Near-Future Laboratory colleague Julian Bleecker wrote an important piece about manufacturing (as part of the Share Festival Catalog 2008):
"First, we’re not talking about manufacturing (...) Manufacturing evokes cavernous, cold, awesomely huge assembly lines with scales all out of proportion to the experiences of mere mortals. (...) If anything, we’re talking about a kind of materialization of ideas. Slick connections between an your imagination, a circuit board and a 3D printer. It’s artful for its scale and personalization. Small-scale, passionate, individual ideas made material. (...) The sad consequences of manufacturing’s scale is that it defaults to the least common denominator. (...) True customization means materializing one’s own designs, one’s own imagination. This is where we begin. (...) What makes it worth talking about is that it is the power of creation that manufacturing is able to achieve, but done at an entirely different scale - quicker, cheaper, individually, with fewer intermediaries and fewer incumberances. (...) The “manufacturing process” is a kind of extended sketching activity. Ideas are first expressed informally, perhaps with a simple “wouldn’t it be cool if..?” question at a moment of inspiration."
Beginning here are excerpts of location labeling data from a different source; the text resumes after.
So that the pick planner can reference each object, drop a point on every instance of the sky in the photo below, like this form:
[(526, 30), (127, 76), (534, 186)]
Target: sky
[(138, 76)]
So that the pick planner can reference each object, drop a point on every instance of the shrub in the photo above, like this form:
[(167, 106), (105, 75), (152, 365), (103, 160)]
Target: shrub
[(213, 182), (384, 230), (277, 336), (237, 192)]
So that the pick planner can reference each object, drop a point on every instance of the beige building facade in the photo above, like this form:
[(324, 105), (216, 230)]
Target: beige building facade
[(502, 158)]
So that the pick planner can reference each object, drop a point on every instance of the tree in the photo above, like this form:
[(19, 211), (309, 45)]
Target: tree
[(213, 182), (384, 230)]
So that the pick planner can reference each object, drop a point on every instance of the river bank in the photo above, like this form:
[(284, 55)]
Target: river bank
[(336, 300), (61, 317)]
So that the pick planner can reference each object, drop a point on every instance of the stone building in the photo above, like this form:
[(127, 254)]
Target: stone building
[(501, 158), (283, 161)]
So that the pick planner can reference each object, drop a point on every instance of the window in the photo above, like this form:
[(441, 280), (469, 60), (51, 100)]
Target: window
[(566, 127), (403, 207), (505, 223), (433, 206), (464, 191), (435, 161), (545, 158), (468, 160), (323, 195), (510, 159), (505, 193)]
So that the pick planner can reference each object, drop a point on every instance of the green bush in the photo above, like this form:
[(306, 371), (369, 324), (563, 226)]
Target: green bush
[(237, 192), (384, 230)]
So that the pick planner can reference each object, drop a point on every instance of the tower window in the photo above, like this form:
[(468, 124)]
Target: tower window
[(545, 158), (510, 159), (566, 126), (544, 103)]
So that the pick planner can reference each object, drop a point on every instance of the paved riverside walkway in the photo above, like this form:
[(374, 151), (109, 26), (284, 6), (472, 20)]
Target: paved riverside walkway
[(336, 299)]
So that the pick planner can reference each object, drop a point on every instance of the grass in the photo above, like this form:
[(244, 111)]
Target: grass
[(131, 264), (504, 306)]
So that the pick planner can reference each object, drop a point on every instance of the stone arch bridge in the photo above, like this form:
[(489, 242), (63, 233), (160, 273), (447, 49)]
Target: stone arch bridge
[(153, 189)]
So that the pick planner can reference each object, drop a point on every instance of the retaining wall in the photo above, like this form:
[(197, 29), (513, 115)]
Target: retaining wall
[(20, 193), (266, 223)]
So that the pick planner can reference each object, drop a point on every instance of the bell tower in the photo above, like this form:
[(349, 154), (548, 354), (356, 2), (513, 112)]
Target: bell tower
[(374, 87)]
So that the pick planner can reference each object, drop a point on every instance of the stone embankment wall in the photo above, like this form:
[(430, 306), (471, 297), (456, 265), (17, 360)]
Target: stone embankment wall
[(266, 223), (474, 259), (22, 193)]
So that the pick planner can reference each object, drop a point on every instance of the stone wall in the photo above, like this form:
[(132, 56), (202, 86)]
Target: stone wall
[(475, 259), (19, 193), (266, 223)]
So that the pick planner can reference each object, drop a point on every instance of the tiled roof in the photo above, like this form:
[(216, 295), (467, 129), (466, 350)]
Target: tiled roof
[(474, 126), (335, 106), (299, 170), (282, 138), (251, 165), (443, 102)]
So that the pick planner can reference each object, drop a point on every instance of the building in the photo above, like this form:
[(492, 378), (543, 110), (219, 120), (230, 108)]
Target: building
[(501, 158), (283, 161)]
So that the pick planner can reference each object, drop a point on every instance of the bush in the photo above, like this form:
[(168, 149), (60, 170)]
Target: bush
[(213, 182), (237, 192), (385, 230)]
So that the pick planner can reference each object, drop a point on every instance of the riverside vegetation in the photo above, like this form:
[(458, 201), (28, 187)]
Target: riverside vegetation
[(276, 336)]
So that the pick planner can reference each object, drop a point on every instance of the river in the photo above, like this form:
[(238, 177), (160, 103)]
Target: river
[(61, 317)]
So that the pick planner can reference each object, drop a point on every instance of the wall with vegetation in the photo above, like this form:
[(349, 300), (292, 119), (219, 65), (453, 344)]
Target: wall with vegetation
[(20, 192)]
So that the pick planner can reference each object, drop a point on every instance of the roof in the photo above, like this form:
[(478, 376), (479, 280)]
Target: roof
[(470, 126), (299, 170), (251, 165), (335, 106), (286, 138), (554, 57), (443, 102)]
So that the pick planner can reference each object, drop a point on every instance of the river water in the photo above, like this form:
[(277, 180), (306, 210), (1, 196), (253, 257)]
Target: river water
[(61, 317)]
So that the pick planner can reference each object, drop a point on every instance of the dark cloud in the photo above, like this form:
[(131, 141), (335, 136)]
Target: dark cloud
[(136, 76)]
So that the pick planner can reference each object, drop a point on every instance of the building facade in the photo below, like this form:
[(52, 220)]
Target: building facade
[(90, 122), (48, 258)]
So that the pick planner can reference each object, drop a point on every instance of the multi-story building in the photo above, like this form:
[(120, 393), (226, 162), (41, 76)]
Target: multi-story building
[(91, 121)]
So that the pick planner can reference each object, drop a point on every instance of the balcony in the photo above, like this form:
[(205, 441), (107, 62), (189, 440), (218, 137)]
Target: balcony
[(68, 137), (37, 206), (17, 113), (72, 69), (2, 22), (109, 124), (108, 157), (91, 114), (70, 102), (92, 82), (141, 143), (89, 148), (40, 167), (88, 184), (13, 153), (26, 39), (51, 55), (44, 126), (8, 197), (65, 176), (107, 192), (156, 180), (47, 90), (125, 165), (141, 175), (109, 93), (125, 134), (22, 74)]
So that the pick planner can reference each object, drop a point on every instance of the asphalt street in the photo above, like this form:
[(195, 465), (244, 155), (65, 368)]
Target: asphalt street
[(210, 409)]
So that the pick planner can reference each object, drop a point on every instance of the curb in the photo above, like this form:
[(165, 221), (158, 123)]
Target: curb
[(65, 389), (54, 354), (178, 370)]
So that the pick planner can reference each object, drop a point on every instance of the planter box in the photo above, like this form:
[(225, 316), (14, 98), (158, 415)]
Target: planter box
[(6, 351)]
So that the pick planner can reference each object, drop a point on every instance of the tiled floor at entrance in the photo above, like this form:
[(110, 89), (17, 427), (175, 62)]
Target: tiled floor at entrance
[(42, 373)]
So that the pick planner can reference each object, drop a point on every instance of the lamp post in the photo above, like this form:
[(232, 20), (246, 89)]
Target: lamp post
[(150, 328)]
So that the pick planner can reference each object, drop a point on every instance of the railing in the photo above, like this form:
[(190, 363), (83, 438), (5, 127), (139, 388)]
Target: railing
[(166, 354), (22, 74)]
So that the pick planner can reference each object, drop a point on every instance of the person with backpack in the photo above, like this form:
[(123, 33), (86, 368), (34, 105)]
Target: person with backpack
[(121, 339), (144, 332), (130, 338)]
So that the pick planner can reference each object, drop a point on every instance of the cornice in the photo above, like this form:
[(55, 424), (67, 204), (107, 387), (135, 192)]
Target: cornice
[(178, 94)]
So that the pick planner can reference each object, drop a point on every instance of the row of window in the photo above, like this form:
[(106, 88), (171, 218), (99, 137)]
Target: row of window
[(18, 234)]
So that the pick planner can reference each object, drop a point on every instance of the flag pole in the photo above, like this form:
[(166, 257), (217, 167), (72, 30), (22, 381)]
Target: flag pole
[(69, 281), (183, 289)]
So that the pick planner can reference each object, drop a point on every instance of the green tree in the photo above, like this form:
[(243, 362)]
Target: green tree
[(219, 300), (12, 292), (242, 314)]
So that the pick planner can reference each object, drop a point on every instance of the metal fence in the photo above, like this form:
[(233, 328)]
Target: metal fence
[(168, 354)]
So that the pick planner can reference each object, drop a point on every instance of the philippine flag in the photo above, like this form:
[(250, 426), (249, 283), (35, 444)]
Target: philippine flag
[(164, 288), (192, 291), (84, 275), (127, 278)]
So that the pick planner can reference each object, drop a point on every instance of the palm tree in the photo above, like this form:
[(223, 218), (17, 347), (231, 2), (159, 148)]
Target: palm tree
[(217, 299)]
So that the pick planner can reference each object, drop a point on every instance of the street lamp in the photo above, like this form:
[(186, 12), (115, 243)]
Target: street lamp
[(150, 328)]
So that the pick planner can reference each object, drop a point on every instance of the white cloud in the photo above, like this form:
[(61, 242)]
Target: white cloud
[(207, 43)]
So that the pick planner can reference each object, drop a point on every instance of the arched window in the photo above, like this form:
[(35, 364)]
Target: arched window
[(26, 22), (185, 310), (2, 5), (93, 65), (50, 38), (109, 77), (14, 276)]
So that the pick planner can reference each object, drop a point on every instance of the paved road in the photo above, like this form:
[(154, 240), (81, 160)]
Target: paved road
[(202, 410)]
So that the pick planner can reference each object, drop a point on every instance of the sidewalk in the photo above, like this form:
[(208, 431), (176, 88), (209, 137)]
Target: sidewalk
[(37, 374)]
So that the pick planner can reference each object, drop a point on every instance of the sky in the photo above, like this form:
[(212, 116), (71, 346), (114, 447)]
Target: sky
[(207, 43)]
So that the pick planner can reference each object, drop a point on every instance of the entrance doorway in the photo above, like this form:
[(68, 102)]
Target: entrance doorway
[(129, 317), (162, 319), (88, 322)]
And why this is important to interaction design:
"these expressive objects form their interactivity around physical actions that may include the Nabaztag’s articulating rabbit-like ears, or Clocky the coy alarm clocks that roll away when you try to hit the snooze button, or Maywa Denki’s punch-drunk dancing BitMan character. These are distinct kinds of digital objects that mix physical space, digital technology and design. (...) The weak signals suggest kinds of design-art-technology that are growing tired of the screen. (...) What is emerging is an ability to make your own stuff - not just “skinning” your mobile or modding an MP3 player. Materializing ideas is about making your own - “whatever” - unanticipated, unknow, visionary, expressive things. It is not a manufacturing process"
Why do I blog this? some important points here about why manufacturing is important, what is is and what does that mean for human practices. This is relevant at a time where hardware fabrication and manufacturing has been left over to south asian countries and that we should not give away our effort to build concrete things (and do only so called "virtual" building).